The power and poise of a 20th century cultural icon is brought to brilliant life by Apphia Campbell in Black is the Color of My Voice, a deeply moving mix of music and theatre. Intelligent narrative choices and a resonant performance from an exceptional talent make for a dazzling exploration of the life and times of the prodigiously talented and often troubled musician, Nina Simone.
The power and poise of a 20th century cultural icon is brought to brilliant life by Apphia Campbell
Campbell, who also wrote the play, has elected to avoid a straight retelling of the story of Simone. The audience is presented not with Nina, but with Mena Bordeaux, a woman alone in a stripped down room conducting a one way conversation with her late father. It’s a deft artistic sidestep, allowing Campbell to “free the actress to use her voice in its most authentic and powerful state” and escape the pressure of trying to impersonate the unique.
Bordeaux is the lens through which the life of a musical genius is explored, and like her real-world counterpart she leads an existence which is sometimes sweet but all too often bitter. As she continues her unrequited conversation, formative events from her life are explored in words and song. There is the innocent joy of a child prodigy embracing music, and the sweet sorrow which lingers after young love fades.
There’s also fear and anger, with domestic abuse and the grinding oppression of racism injecting fear and anger into the life of a young woman growing up in a deeply divided and febrile America.

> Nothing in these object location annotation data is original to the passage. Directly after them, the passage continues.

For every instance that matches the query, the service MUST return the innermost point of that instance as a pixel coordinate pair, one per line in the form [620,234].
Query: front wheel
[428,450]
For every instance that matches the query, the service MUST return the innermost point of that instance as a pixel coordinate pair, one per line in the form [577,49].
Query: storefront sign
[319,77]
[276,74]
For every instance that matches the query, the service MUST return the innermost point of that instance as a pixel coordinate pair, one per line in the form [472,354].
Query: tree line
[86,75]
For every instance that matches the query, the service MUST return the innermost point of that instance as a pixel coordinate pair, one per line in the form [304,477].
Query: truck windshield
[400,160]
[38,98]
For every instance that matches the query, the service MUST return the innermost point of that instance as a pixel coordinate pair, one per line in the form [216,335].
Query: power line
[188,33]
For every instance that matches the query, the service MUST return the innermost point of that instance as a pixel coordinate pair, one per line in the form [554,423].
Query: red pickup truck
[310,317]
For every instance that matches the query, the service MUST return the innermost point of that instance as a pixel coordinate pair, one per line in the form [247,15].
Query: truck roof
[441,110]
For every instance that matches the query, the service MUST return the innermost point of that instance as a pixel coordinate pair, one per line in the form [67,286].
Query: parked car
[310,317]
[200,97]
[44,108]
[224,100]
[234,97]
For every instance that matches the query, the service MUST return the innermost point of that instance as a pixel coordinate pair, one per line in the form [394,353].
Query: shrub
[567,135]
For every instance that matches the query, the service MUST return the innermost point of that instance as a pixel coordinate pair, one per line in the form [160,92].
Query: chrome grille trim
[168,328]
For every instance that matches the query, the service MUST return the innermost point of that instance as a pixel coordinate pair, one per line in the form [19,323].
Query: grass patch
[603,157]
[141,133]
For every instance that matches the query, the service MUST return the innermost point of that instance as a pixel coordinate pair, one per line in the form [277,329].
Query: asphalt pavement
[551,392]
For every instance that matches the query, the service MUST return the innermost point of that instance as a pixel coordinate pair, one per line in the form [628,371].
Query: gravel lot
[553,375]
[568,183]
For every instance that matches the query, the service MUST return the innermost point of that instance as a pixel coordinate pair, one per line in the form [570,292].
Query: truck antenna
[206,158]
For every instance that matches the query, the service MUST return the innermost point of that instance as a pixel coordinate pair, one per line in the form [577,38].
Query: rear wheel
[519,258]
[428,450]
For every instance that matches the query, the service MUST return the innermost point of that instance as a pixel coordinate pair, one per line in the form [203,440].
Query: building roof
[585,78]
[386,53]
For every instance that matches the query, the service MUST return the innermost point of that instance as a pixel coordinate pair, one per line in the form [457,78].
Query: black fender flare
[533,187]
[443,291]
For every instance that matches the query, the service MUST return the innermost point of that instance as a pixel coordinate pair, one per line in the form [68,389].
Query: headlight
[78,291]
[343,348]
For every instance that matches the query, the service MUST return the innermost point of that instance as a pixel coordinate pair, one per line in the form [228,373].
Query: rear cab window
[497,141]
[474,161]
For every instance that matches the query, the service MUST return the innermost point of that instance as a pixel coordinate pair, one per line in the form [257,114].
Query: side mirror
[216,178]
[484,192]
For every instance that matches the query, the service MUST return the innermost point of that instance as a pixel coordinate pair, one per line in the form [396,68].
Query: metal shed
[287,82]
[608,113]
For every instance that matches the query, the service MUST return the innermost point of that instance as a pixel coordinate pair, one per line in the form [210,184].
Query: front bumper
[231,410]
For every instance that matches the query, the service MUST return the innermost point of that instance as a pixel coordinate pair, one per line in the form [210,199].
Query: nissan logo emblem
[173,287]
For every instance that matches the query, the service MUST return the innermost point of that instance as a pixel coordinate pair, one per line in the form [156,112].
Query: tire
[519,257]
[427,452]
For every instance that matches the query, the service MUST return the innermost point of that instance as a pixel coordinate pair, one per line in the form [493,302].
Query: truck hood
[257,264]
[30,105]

Though the violence of individuals and society weigh heavy on Bordeaux she meets every challenge with irrepressible artistic power. A litany of harrowing moments are processed and balanced by songs tracing the well-worn path from Gospel to Blues via a far less trodden diversion through classical music. These songs are performed expertly by Campbell who shows tremendous control and versatility in her singing.
By the end of the play, the many sorrows of Mena’s life are redeemed spiritually and artistically through music, with a powerful rendition of Feeling Good. It’s a powerful denouement, even if it can’t completely dispel the righteous anger which much of the rest of this excellent drama inspires.